Sono “donne adulte” le suore di clausura e come tale vanno trattate, accompagnandole sempre “con affetto fraterno” e “rispettando le competenze loro proprie, senza indebite interferenze”. È una raccomandazione ben precisa quella che il Papa affida ai vicari episcopali e delegati per la Vita Consacrata, riuniti a Roma per un Convegno internazionale al via oggi al Pontificia Università Antonianum, fino al 30 ottobre.
Sulla scia della recente Costituzione Apostolica Vultum Dei quaerere, il Pontefice chiede “una speciale attenzione alle sorelle contemplative” che si traduca nel prestare loro aiuto “in tutto quello che si riferisce agli elementi essenziali della loro vita”. “Focalizzare tutta l’attenzione su un solo elemento, per importante che possa essere, come è il caso della clausura o quello dell’autonomia potrebbe condurre a uno squilibrio vitale che avrebbe tristi conseguenze per la vita di queste sorelle”, avverte il Papa.
Queste sorelle sono infatti un pilastro per la Chiesa, quella universale come quella particolare, che “ha bisogno di questi fari che indicano la rotta per giungere al porto”. In generale, tutta la vita consacrata – sottolinea il Santo Padre – è un dono alla Chiesa che nasce e cresce nella Chiesa, dunque una realtà “nel cuore stesso della Chiesa” nonché “elemento decisivo della sua missione”.
Un principio, questo, che né i Pastori né i consacrati devono dimenticare, evidenzia Francesco, raccomandando di mantenere una necessaria “prudenza” quando vengono eretti nuovi istituti di vita consacrata – come avvenuto e continua ad avvenire dopo il Vaticano II – sia per ciò che riguarda il discernimento degli ingressi, sia per la formazione dei candidati.
“Nel momento di erigere un nuovo istituto non possiamo pensare solo all’utilità per la Chiesa particolare”, spiega il Pontefice, tantomeno si può essere “semplicisti” nell’assumersi tali “gravi responsabilità”. “I Pastori considerino che nell’erigere un nuovo istituto stanno certamente esercitando un diritto loro proprio, ma che al tempo stesso si assumono una responsabilità a nome della Chiesa universale, dal momento che tale istituto sarà destinato a crescere e ad uscire dai confini della Diocesi che lo ha visto nascere”.
Ai vescovi diocesani spetta dunque “discernere e riconoscere l’autenticità dei doni carismatici ed erigere nella Diocesi istituti di vita consacrata”. Ciò, dice il Papa, “non può farsi senza un sereno e adeguato discernimento” che “tenga conto dell’originalità del carisma, della sua dimensione profetica, della sua inserzione nella vita della Chiesa particolare, della comunione affettiva ed effettiva con questa e con la Chiesa universale, dell’impegno per l’evangelizzazione, della sua dimensione sociale”.
Al contempo, il vescovo è chiamato a verificare “che il fondatore o la fondatrice abbia mostrato provata maturità ecclesiale, con una vita che non contraddica l’azione dello Spirito Santo suscitatore dei carismi” e che “tali carismi possano armonizzarsi adeguatamente nella comunione ecclesiale”. Primo requisito è perciò la “prudenza”, specie nel fornire “l’adeguata formazione ai candidati” poiché si tratta di una “decisione delicata”. Inoltre, “è bene che i vescovi si lascino aiutare da quanti hanno esperienza della vita consacrata”.
In tal senso, il ruolo di vicari e delegati è fondamentale per ciò che riguarda “le mutue relazioni” tra Pastori e consacrati (tema centrale nel Convegno all’Antonianum), sottolinea Bergoglio.
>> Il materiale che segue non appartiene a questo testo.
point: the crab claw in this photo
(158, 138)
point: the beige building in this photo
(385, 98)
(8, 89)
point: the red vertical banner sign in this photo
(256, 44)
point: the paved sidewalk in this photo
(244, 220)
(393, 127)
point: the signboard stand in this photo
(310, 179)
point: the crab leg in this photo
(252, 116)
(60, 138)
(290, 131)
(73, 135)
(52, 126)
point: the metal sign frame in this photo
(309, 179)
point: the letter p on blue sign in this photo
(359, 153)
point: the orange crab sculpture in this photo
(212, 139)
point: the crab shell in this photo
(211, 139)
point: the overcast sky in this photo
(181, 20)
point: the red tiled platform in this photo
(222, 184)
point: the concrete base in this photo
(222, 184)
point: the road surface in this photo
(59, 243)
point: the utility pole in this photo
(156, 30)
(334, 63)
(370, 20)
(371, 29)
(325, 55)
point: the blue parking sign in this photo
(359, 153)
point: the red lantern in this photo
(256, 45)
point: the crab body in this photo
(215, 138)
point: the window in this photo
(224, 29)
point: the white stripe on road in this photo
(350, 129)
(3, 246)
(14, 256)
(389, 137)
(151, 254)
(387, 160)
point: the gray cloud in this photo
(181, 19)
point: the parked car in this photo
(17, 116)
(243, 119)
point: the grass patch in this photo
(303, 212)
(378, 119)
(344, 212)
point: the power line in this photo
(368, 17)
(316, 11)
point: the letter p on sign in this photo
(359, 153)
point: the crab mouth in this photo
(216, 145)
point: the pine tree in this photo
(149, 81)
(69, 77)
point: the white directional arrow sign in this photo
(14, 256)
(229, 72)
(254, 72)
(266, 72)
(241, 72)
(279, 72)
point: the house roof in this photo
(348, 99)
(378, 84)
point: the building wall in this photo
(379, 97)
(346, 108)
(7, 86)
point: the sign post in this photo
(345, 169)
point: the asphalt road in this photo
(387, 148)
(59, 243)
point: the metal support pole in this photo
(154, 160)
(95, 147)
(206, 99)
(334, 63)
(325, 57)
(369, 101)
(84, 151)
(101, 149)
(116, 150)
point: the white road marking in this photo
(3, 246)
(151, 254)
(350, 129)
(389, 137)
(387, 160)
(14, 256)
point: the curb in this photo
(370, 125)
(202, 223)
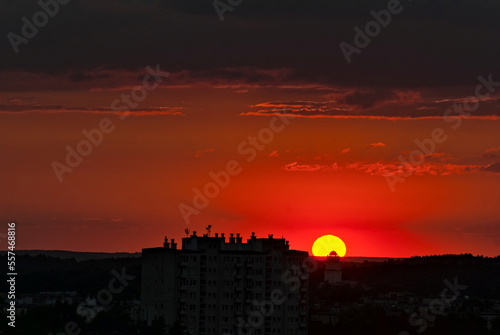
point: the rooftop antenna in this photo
(208, 229)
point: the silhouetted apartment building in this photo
(216, 287)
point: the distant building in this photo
(211, 285)
(333, 272)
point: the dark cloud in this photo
(495, 167)
(431, 43)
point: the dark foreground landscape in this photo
(405, 296)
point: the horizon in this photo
(308, 125)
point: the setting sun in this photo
(324, 245)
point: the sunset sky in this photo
(327, 171)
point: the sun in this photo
(328, 243)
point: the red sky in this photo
(323, 172)
(318, 176)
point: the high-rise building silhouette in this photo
(333, 271)
(216, 287)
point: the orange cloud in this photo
(376, 145)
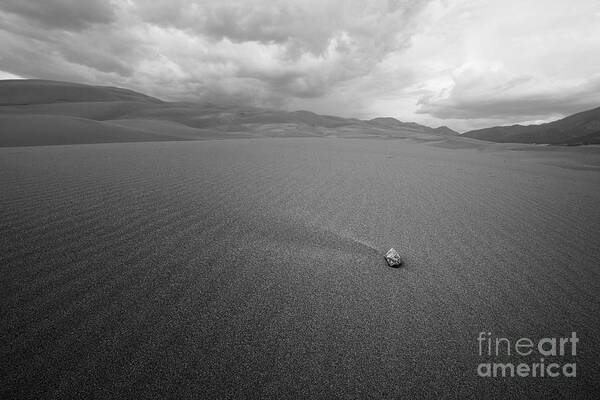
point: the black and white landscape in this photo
(196, 198)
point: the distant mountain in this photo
(34, 112)
(580, 128)
(37, 91)
(393, 123)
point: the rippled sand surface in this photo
(254, 267)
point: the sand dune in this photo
(253, 267)
(57, 104)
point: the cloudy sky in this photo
(461, 63)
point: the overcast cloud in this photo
(460, 63)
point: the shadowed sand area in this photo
(254, 267)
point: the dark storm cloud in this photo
(423, 60)
(467, 100)
(61, 14)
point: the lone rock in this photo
(393, 258)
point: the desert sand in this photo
(254, 267)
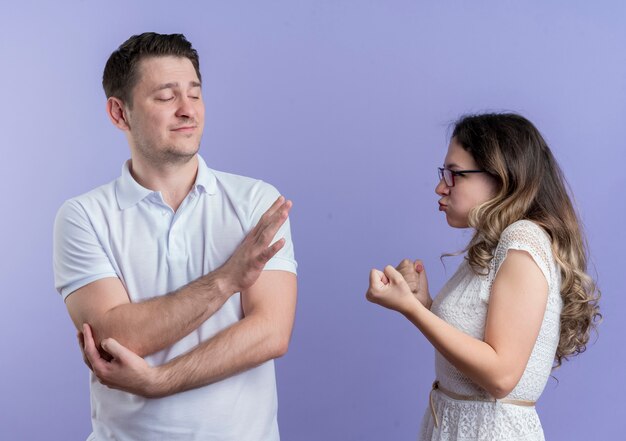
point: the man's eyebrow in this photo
(176, 85)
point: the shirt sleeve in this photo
(526, 236)
(284, 260)
(78, 256)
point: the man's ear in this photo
(117, 113)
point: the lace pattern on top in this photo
(463, 302)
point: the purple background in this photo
(344, 106)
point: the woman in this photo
(519, 304)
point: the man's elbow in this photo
(280, 344)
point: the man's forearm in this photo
(246, 344)
(150, 326)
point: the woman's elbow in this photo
(502, 386)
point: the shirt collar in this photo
(129, 192)
(205, 179)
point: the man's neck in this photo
(174, 181)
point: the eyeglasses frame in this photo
(454, 173)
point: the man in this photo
(171, 273)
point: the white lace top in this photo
(463, 302)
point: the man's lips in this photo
(184, 129)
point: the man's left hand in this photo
(125, 371)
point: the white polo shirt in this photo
(124, 230)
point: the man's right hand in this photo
(244, 267)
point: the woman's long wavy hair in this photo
(531, 186)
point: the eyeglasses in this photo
(448, 175)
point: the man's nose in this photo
(186, 108)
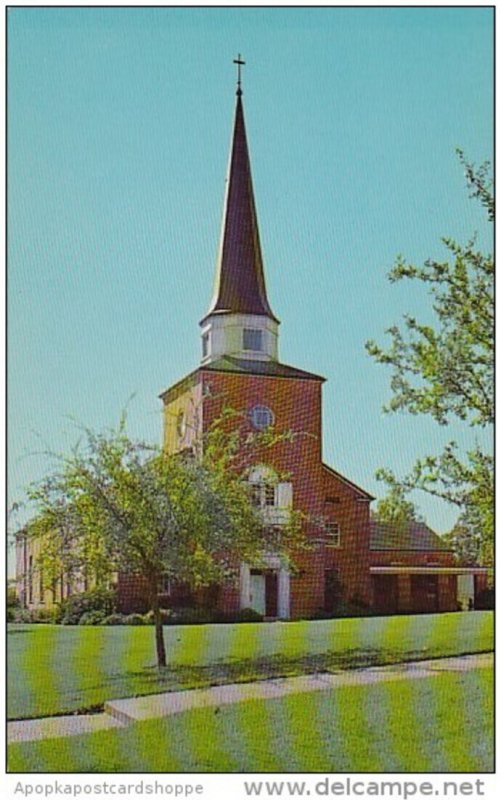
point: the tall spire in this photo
(240, 285)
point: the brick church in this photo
(354, 560)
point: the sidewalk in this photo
(118, 713)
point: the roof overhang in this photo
(403, 569)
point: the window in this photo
(30, 580)
(332, 534)
(262, 494)
(253, 339)
(261, 417)
(205, 345)
(41, 585)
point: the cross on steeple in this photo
(238, 61)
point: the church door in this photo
(258, 592)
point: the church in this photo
(354, 560)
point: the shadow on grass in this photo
(152, 680)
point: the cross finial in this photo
(238, 61)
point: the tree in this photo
(465, 541)
(396, 510)
(447, 370)
(119, 505)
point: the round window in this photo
(261, 417)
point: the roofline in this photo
(222, 311)
(348, 482)
(306, 376)
(415, 570)
(397, 549)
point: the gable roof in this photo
(416, 536)
(358, 489)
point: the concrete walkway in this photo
(119, 713)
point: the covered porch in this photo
(426, 589)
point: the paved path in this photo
(119, 713)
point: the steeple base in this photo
(249, 336)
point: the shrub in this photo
(242, 615)
(92, 618)
(19, 615)
(12, 598)
(135, 619)
(44, 615)
(485, 599)
(165, 613)
(114, 619)
(73, 608)
(189, 616)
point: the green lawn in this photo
(57, 669)
(438, 724)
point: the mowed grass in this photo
(61, 669)
(436, 724)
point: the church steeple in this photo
(240, 321)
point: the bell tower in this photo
(239, 322)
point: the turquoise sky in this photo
(119, 127)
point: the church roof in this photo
(241, 366)
(249, 367)
(415, 536)
(239, 284)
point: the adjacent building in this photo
(352, 559)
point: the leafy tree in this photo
(396, 510)
(466, 542)
(447, 370)
(119, 505)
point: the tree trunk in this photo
(159, 630)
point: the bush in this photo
(44, 615)
(242, 615)
(114, 619)
(135, 619)
(92, 618)
(12, 598)
(165, 613)
(190, 616)
(484, 600)
(354, 607)
(19, 615)
(74, 607)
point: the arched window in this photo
(263, 487)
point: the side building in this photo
(352, 560)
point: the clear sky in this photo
(119, 126)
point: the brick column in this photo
(404, 592)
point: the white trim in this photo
(413, 570)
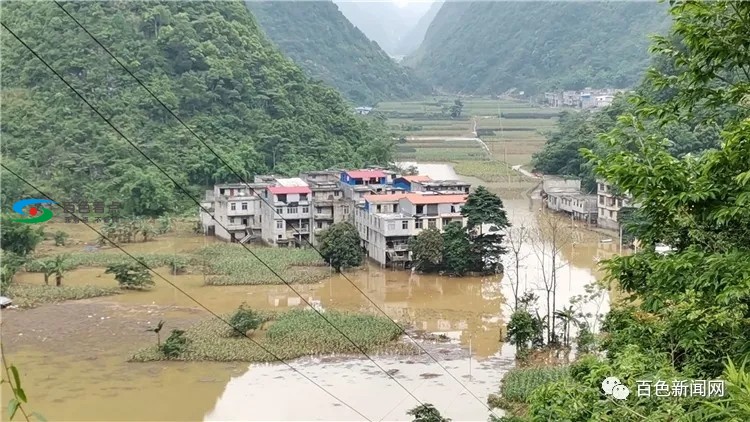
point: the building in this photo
(387, 222)
(329, 206)
(237, 209)
(285, 213)
(609, 204)
(405, 182)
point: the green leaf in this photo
(12, 407)
(16, 378)
(21, 394)
(38, 417)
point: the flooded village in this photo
(82, 348)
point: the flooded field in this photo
(73, 356)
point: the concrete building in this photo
(609, 204)
(237, 209)
(285, 213)
(329, 206)
(564, 195)
(387, 222)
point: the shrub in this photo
(175, 344)
(131, 275)
(244, 319)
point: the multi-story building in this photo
(236, 208)
(329, 206)
(387, 222)
(609, 204)
(285, 213)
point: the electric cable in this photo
(189, 296)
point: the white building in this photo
(609, 204)
(387, 222)
(285, 214)
(237, 212)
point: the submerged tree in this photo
(340, 246)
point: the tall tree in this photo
(340, 246)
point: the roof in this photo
(365, 174)
(416, 178)
(385, 197)
(285, 190)
(293, 181)
(420, 199)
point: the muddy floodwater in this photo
(73, 356)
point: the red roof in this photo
(417, 178)
(421, 199)
(285, 190)
(365, 174)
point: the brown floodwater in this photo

Incita dunque ad “approfondire il valore della reciprocità”, oltre “all’attualizzazione delle norme che devono reggere le mutue relazioni tra i vescovi e tutte le forme di vita consacrata, maschile e femminile”. “Nel Sinodo del ’94 è stato chiesto di rivedere l’Istruzione Mutuae relationes: siamo un pochettino in ritardo!”, osserva a braccio.
“Non esistono relazioni mutue lì dove alcuni comandano e altri si sottomettono, per paura o convenienza”, aggiunge poi il Santo Padre. “Vi sono invece relazioni mutue dove si coltiva il dialogo, il rispettoso ascolto, la reciproca ospitalità, l’incontro e la conoscenza, la ricerca condivisa della verità, il desiderio di fraterna collaborazione per il bene della Chiesa, che è casa di comunione”.
In questo senso,“tutti siamo chiamati ad essere ‘pontefici’, costruttori di ponti”. “Il nostro tempo richiede comunione nel rispetto delle diversità. Non abbiamo paura della diversità che proviene dallo Spirito”, incoraggia Papa Francesco. In particolare i Pastori “sono chiamati a rispettare, senza manipolare, la pluridimensionalità che costituisce la Chiesa e attraverso la quale la Chiesa si manifesta”. Sono chiamati, cioè, a ricevere questi frutti della Chiesa “con gioia e gratitudine, mostrando verso di essa benevolenza, paternità e amore sollecito”.
Tutti – aggiunge il Papa – sono chiamati “a manifestare una speciale sollecitudine nel promuovere nelle vostre Chiese i differenti carismi, sia antichi che nuovi; ad essere vicini ai consacrati, con tenerezza e amore, e insegnare al Popolo di Dio il valore della vita consacrata”.
Da parte loro i consacrati non dimentichino di non essere “un patrimonio chiuso”, ma “una sfaccettatura integrata nel corpo della Chiesa, attratta verso il centro, che è Cristo”, ammonisce il Pontefice. Allo stesso tempo, ricordino che “la giusta autonomia e l’esenzione non si possono confondere con l’isolamento e l’indipendenza”. “Oggi più che mai è necessario vivere la giusta autonomia e l’esenzione, negli Istituti che ne siano forniti, in stretta relazione con l’inserimento – spiega il Papa – in modo tale che la libertà carismatica e la cattolicità della vita consacrata si esprimano anche nel contesto della Chiesa particolare”.
Nello specifico, il Vescovo di Roma parla di “coessenzialità dei doni gerarchici e dei doni carismatici”: una indicazione del Concilio per alimentare la vita della Chiesa e la sua azione missionaria. Sono questi doni – conclude – “destinati a contribuire, in diversi modi, all’edificazione della Chiesa, in relazione armoniosa e complementare tra loro”.